Cette exigence éthique de « n’être pas gouverné » explique la capacité des néolibéraux à produire des analyses intéressantes. Ceux-ci dénoncent en effet les pulsions d’ordre et d’ordonnancement qui animent la plupart des systèmes de pensée dominants.  Ils appellent à rompre avec les conceptions « monistes » du monde, qui installent l’idée selon laquelle la société aurait un centre autour de quoi tout tournerait (les rapports de production et l’économie dans le marxisme) ou bien selon laquelle le pouvoir aurait un lieu (l’Etat ou le corps politique dans la philosophie politique). Pour eux, la société est par principe in-totalisable : c’est un espace hétérogène, contradictoire, qui échappe à toutes visions surplombantes et donc à tout point de vue souverain. Les néolibéraux offrent également une critique des théories totalisantes : le marxisme – avec l’idée d’un commun à venir-, les Lumières – avec la notion d’universel -, la philosophie politique – avec le concept de volonté générale-, etc., ne parviennent pas à accepter que le monde soit un espace où cohabitent des individus qui adhèrent à des valeurs incompatibles. Par conséquent, ces paradigmes exercent nécessairement des effets de répression et d’occultation des réalités minoritaires qui échappent à leur grille de lecture.

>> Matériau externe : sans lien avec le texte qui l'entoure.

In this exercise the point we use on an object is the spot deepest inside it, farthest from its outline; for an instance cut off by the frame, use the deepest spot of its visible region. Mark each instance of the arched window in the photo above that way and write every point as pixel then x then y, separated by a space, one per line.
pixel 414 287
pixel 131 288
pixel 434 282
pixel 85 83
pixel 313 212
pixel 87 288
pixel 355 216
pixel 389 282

Le néolibéralisme impose ainsi une nouvelle image des rapports sociaux, organisée autour des valeurs d’hétérogénéité et de pluralité. « Pluralité », « multiplicité » : tels sont les concepts que Michel Foucault placera lui aussi au cœur de sa théorie du pouvoir à partir des années 1970, en insistant sur le fait que celui-ci est omniprésent : il vient de partout, il est au cœur de toute relation. Il ne se déploie pas à partir d’un foyer unique mais agit de façon disséminée et incohérente. Cette conception du pouvoir en termes de multiplicité a donc une certaine correspondance avec la tradition néolibérale. Mais en même temps, il faut insister sur le fait qu’elle sert à Foucault à penser les luttes, la domination, la résistance, etc. – autant de concepts qui sont absents du vocabulaire néolibéral… ce qui fait une grande différence.

Au fond, à partir d’une réinterprétation du néolibéralisme, Foucault se propose de réinventer une politique de l’émancipation. Il s’interroge sur la question de savoir quelle forme doit prendre une pratique de l’émancipation à l’ère néolibérale. Pour lui, échapper au conservatisme nécessite de rompre avec l’habitude qui consiste à ne percevoir le néolibéralisme que négativement. Au contraire, il faut saisir sa « positivité » afin de nous demander ce qu’il nous impose de reconsidérer. Se placer au contact de ce que cette tradition renouvelle, c’est se donner les moyens de dégager dans le même temps, et dans un même mouvement, les promesses de libération qu’il incarne et les raisons pour lesquelles il ne tient pas de telles promesses. Ceci afin d’aller chercher dans les contradictions internes qui le traversent les points d’appui d’une action visant à le transformer. Ce qui se situe à l’opposé des discours qui, en se focalisant sur les dangers que comporterait l’avènement de ce nouvel ordre, finissent par ne plus offrir comme horizon envisageable que le retour au passé. Il y a 150 ans, Marx appelait à rompre avec la critique précapitaliste du capitalisme. Se situer du côté de la pensée critique aujourd’hui nous impose de rompre avec la critique pré-libérale du néolibéralisme.